I keep hoping a gust of wind will come along and carry all these SUVs of the Sidewalk aloft with their owners, like the rejected nannies in Mary Poppins . . .
Oh, they all seem to have corporate logos on 'em—I assume annoying corporations give them out to their most annoying employees and instruct them to go forth and brush everyone else off the sidewalk.
The best part is when you’re standing at a crosswalk, waiting on the light to change. The overly large umbrellas always seem to somehow slide under your umbrella, acting as a conduit to funnel the rain directly onto your shoulder.
You stole my line. I used to rant daily about these umbrellas in San Francisco and called them “the SUVs of the sidewalk.” I’ve only seen one in NYC. I’d probably start telling people off if I saw them here.
On my way to work this morning, I had to squeeze past an umbrella that could easily have sheltered the entire cast of a Gilbert & Sullivan operetta, including the chorus members.**
It’s not the width, it’s the height. No, really. I’m guessing Eve isn’t especially tall or she wouldn’t wonder about this. I’m only about six feet, but in anything heavier than a mild drizzle, or if there’s any wind at all, I get wet from the thighs down under a regular size umbrella; those little ones can’t even keep me dry to the waist. And if I’m walking with anyone else or carrying anything, everything except my head gets soaked.
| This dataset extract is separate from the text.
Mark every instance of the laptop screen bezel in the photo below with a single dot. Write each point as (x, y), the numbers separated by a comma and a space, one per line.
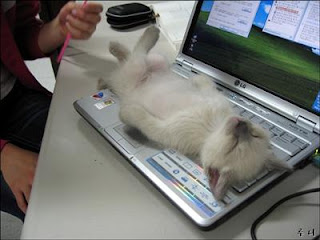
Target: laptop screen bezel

Bigger umbrella (we’re not talking beach umbrella, though, or even golf), no problem. I find all you supposed midgets, Eve, tend to hold your umbrella spines right about my eyeball level. The small ones are just as dangerous. So it ain’t the size, it’s what you do with it (I do try to hold mine OVER other peoples to make passing through a crowd easier).
Just consider yourself lucky you never got stuck walking behind or anywhere around me in about a 3-4’ radius. I tend to carry around a big stick umbrella that I’m prone to swing wildly about unprovoked, and have bonked people walking with me (purposefully and not) on many, many occasion. The actual canopy part is of a moderate size, though. I’m short.